One way to keep the conversation going is to backchannel. A backchannel is a conversation between people attending the same event using messaging or social media tools. At conferences, educators often use a hashtag on Twitter, but in your classroom, tools like TodaysMeet allow you to create a custom URL and moderate the conversation. Students won’t zone out during a movie or presentation if they are held accountable to contribute to the whole class-learning.

What about that group work? A teacher can track students' self-assigned tasks, shared resources, and progress using Trello. Students can even link to a shared Google Doc so they can co-edit there and still easily get back to their to-do lists on Trello.
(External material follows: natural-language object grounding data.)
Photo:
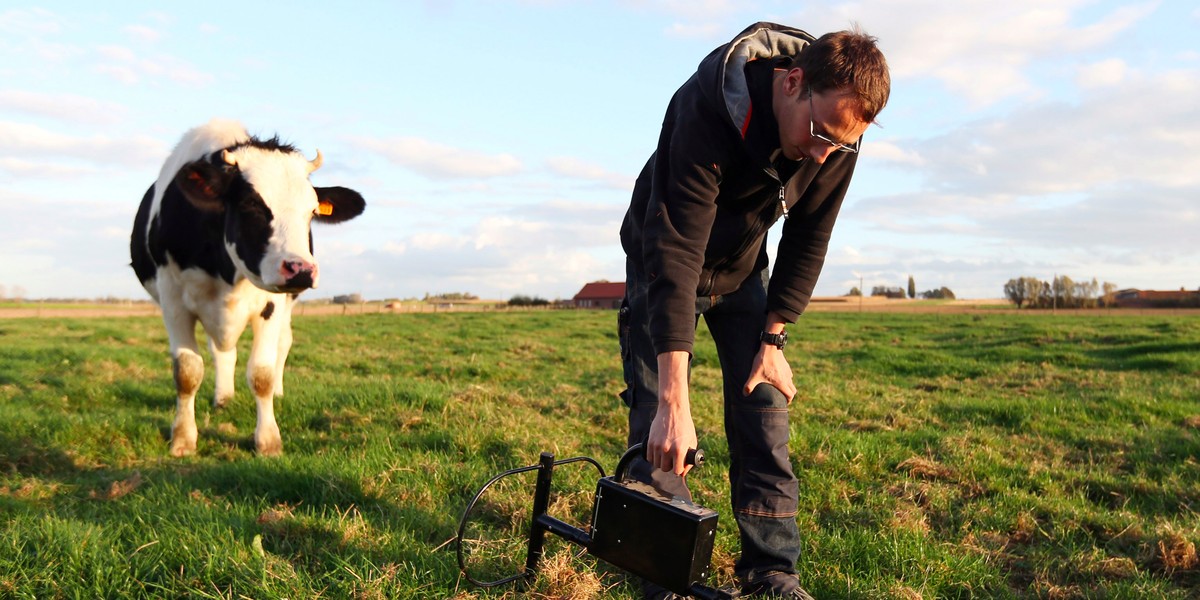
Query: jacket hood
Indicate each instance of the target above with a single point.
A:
(723, 72)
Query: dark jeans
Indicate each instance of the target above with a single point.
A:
(763, 489)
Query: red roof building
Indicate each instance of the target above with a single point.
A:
(600, 294)
(1156, 299)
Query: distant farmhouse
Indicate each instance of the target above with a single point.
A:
(600, 294)
(1152, 299)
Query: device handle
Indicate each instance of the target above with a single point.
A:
(694, 457)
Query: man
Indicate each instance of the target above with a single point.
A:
(768, 127)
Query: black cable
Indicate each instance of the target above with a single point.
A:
(466, 516)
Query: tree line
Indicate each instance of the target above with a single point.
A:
(1061, 292)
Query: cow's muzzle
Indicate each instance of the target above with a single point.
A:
(298, 275)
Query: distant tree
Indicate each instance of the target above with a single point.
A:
(1018, 292)
(888, 292)
(1110, 292)
(942, 293)
(453, 297)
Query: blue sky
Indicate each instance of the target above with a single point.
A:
(497, 142)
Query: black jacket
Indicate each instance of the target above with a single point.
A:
(703, 203)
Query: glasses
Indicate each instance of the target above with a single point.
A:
(838, 145)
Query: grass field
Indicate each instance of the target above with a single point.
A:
(939, 455)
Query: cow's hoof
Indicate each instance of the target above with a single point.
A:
(269, 445)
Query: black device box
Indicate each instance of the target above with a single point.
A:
(653, 535)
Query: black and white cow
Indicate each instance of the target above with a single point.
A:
(223, 238)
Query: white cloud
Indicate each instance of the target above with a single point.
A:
(1103, 73)
(143, 34)
(439, 161)
(978, 49)
(23, 141)
(65, 107)
(129, 67)
(29, 169)
(29, 22)
(576, 168)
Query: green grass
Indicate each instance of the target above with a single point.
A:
(939, 456)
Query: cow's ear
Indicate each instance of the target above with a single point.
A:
(204, 181)
(337, 204)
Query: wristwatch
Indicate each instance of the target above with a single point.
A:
(777, 340)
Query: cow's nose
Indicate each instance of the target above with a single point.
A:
(298, 274)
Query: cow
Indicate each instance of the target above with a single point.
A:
(223, 238)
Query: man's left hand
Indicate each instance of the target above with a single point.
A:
(771, 366)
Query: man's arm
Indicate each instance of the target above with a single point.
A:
(672, 433)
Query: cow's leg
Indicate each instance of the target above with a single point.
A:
(285, 348)
(225, 363)
(261, 373)
(189, 369)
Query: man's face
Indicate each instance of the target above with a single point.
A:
(815, 126)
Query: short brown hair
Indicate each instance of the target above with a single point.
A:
(849, 60)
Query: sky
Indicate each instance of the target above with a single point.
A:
(497, 142)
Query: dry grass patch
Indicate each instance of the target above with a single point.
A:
(118, 490)
(925, 468)
(1176, 553)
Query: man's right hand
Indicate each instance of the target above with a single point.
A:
(672, 433)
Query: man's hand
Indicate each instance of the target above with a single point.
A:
(771, 366)
(672, 433)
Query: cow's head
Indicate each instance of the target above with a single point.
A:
(263, 190)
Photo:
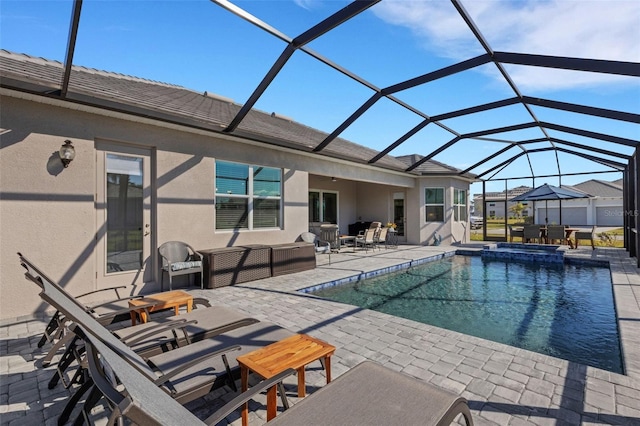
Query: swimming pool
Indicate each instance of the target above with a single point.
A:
(566, 311)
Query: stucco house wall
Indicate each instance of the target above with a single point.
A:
(50, 213)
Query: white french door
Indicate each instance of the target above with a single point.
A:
(123, 207)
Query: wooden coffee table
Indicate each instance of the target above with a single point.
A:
(170, 299)
(293, 352)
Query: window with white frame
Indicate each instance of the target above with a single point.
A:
(434, 204)
(248, 196)
(459, 205)
(323, 206)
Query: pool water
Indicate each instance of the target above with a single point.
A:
(566, 311)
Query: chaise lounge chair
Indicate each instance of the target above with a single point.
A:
(367, 394)
(186, 373)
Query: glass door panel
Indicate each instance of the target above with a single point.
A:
(123, 215)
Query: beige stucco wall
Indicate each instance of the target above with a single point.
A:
(49, 213)
(450, 231)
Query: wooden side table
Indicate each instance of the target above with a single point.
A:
(293, 352)
(170, 299)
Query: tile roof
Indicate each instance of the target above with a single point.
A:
(430, 167)
(180, 105)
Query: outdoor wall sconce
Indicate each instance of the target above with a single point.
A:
(67, 153)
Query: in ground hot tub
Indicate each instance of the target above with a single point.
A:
(525, 252)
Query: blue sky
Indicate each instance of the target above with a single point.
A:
(200, 45)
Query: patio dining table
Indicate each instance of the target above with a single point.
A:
(567, 235)
(344, 239)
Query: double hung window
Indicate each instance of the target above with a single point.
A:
(248, 196)
(434, 204)
(459, 205)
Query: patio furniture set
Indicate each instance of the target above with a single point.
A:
(145, 373)
(234, 265)
(551, 234)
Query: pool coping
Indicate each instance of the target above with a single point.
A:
(629, 335)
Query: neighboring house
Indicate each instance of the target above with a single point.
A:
(602, 207)
(153, 163)
(497, 204)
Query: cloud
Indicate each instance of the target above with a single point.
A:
(594, 29)
(306, 4)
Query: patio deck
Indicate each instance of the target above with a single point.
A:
(504, 385)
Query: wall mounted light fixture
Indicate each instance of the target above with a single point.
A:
(67, 153)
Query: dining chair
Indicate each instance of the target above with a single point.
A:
(531, 233)
(556, 233)
(586, 235)
(515, 233)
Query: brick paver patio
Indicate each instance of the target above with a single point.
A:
(504, 385)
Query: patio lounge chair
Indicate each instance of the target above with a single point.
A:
(330, 234)
(185, 373)
(381, 238)
(179, 258)
(368, 239)
(147, 339)
(586, 235)
(556, 233)
(515, 233)
(193, 326)
(344, 401)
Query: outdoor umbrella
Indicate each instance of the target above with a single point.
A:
(548, 192)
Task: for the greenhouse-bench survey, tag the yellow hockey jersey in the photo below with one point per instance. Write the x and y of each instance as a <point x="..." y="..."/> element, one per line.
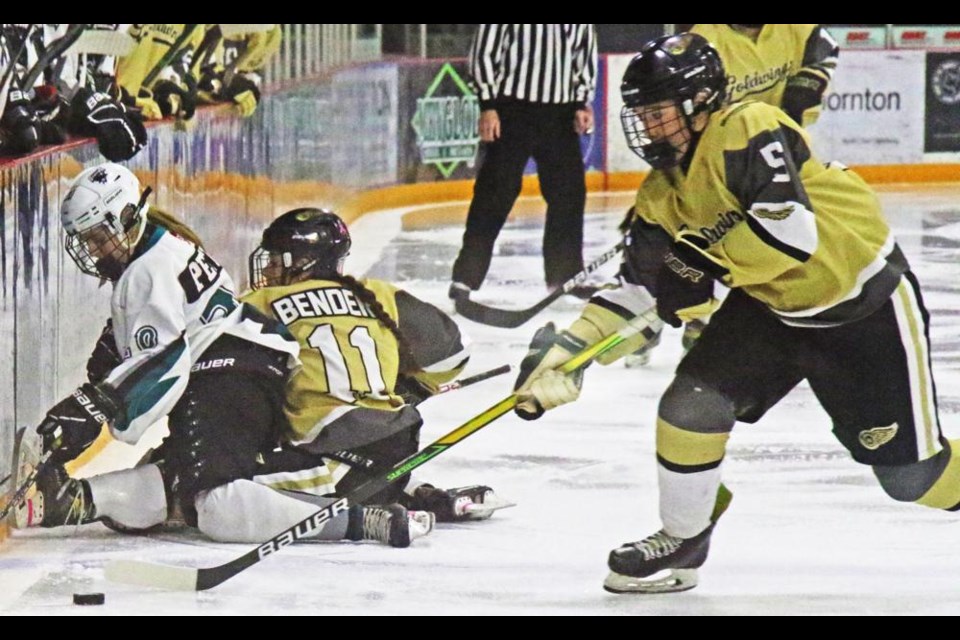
<point x="808" y="240"/>
<point x="350" y="359"/>
<point x="760" y="70"/>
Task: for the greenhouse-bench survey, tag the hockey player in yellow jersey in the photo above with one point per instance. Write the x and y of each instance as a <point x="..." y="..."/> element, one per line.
<point x="370" y="352"/>
<point x="230" y="64"/>
<point x="155" y="77"/>
<point x="784" y="65"/>
<point x="820" y="291"/>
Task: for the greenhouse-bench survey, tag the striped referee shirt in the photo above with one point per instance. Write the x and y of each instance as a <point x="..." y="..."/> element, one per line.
<point x="540" y="63"/>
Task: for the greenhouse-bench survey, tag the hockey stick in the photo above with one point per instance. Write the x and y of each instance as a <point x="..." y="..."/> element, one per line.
<point x="191" y="579"/>
<point x="177" y="47"/>
<point x="480" y="377"/>
<point x="9" y="71"/>
<point x="52" y="51"/>
<point x="25" y="486"/>
<point x="510" y="319"/>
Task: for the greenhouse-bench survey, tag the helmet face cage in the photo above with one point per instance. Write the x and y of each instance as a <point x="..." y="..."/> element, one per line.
<point x="684" y="70"/>
<point x="299" y="244"/>
<point x="659" y="154"/>
<point x="103" y="215"/>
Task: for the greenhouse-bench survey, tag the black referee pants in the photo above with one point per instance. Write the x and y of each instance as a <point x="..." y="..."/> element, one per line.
<point x="544" y="132"/>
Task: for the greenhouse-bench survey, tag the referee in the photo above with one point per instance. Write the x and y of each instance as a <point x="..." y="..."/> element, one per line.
<point x="535" y="83"/>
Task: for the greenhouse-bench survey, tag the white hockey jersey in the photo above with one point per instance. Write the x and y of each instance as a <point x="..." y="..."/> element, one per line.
<point x="171" y="303"/>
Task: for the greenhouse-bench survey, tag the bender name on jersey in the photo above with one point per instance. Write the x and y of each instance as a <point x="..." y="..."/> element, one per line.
<point x="319" y="302"/>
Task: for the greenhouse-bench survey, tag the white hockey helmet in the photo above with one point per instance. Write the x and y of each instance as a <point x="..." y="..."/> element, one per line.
<point x="103" y="214"/>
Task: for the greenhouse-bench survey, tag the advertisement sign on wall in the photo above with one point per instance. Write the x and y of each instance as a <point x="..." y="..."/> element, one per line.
<point x="943" y="102"/>
<point x="873" y="110"/>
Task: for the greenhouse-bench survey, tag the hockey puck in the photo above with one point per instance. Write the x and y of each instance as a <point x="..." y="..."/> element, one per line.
<point x="89" y="598"/>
The conversation can go even farther using Slack. Together, Trello and Slack are powerful tools that educators are starting to leverage in ways never expected.

If you have tried any of these instructional practices, you know that their impact can be felt quickly by both students and teacher. If you haven’t, give one a try or talk to your school’s instructional technologist to get started. It might take a little practice with the tools, but you’ll surely find that your students are more engaged and your life is easier.

Kerry Gallagher is a Technology Integration Specialist at a 1:1 iPad school serving 1500 students grades 6-12. She taught middle and high school history in Bring Your Own Device environments for 13 years. Prior to taking on a full-time technology integration role, Kerry was best known for her paperless collaborative classroom model which thrived on project-based learning. She also helped her students create Rockets Help Desk, a far-reaching student-driven technology integration program in her previous school district.